I recently have been exposed to the homesteader movement. These are often small scale (sometimes, little more than a back yard) farms that produce an array of products, but are often most emboldened by producing the food and materials needed by their families in creative, community-based ways. Many of these farmers are women. They knit together families and friends (sometimes from over vast distances) to form a growing rural fabric that has been forgotten for too many decades, replaced with technology and complacency. And the appreciation and promotion and connection with diverse life on their farms is inherent in their lifestyle. They are in balance and in symbiosis on so many levels that are fundamentally human.
The knot is that larger land managers so important to our survival look at Blue Dasher Farm and at homesteaders, categorize these as “hobby farms” that are difficult to relate to. And vice versa. So, what is a farm?
The Gaia Hypothesis says that the geochemical conditions on Earth are self-regulated by the life living on it. That life on our planet has a tremendous influence on things like climate and the chemical make-up of the atmosphere. Taken in aggregate, life on the planet forms a symbiotic superorganism that essentially produces and regulates its own environment. And when homeostasis (or balance) of the environment alters substantially, this life evolves accordingly to make sure that life can continue on the planet.
It is beautiful. And empowering. It is hopeful that through respect and working alongside life in its many forms, that humans can change the planet.
I think if I am to get back to fundamentals, Gaia Hypothesis transfers to a farm really well.
At its core, a farm is an assemblage of symbioses among organisms that self-regulate into a habitat whose productivity is limited by its abiotic resources. But this life is also the tool for enhancing these abiotic resources.
I know, I am a geeky scientist…bear with me
To me, a farm is a balance of life, integrated by humans. The product of a farm is food and fiber, but it is only a farm if it also produces homeostasis. Homeostasis, as maintained by life, is the most important products of a farm.
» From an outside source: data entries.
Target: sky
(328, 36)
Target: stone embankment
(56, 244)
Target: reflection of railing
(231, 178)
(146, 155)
It was this loss of homeostasis that is the downfall of an industrialized food system. For 90 years, we have been replacing the balance of life on a farm with technology as society changed and the next generations left the farm. The big got bigger. And bigger. The balance of life wasn’t disrupted. It was vaporized, leaving a desert. And the results are being felt in every facet of society and ecology.
Can a regenerative farm be scaled to hundreds or thousands of acres? Absolutely it can. 100%.
But it will require a philosophy and business plan that maintains the homeostasis of life on a farm. And when farmers achieve this through plants and animals, they find that they just don’t need to farm as large as they used to. Small and large farms all have an awful lot to learn from each other.
Innovation comes from the fringe. And farming and the planet desperately need innovation right now.
When charged with forecasting the future of food production, look to the small regenerative farms that are getting started right now. How they are creating their business model and communities in new and creative ways. Many of these farms are going to scale up.
We won’t be able to test Gaia Hypothesis on a planetary scale for a long time. It will require interstellar travel to see whether life similarly self-regulates the climate and chemistry of other planets. But I have seen it and felt it on regenerative farms. And in the end, a healthy planet (with humans on it) can only be achieved with regenerative farming systems.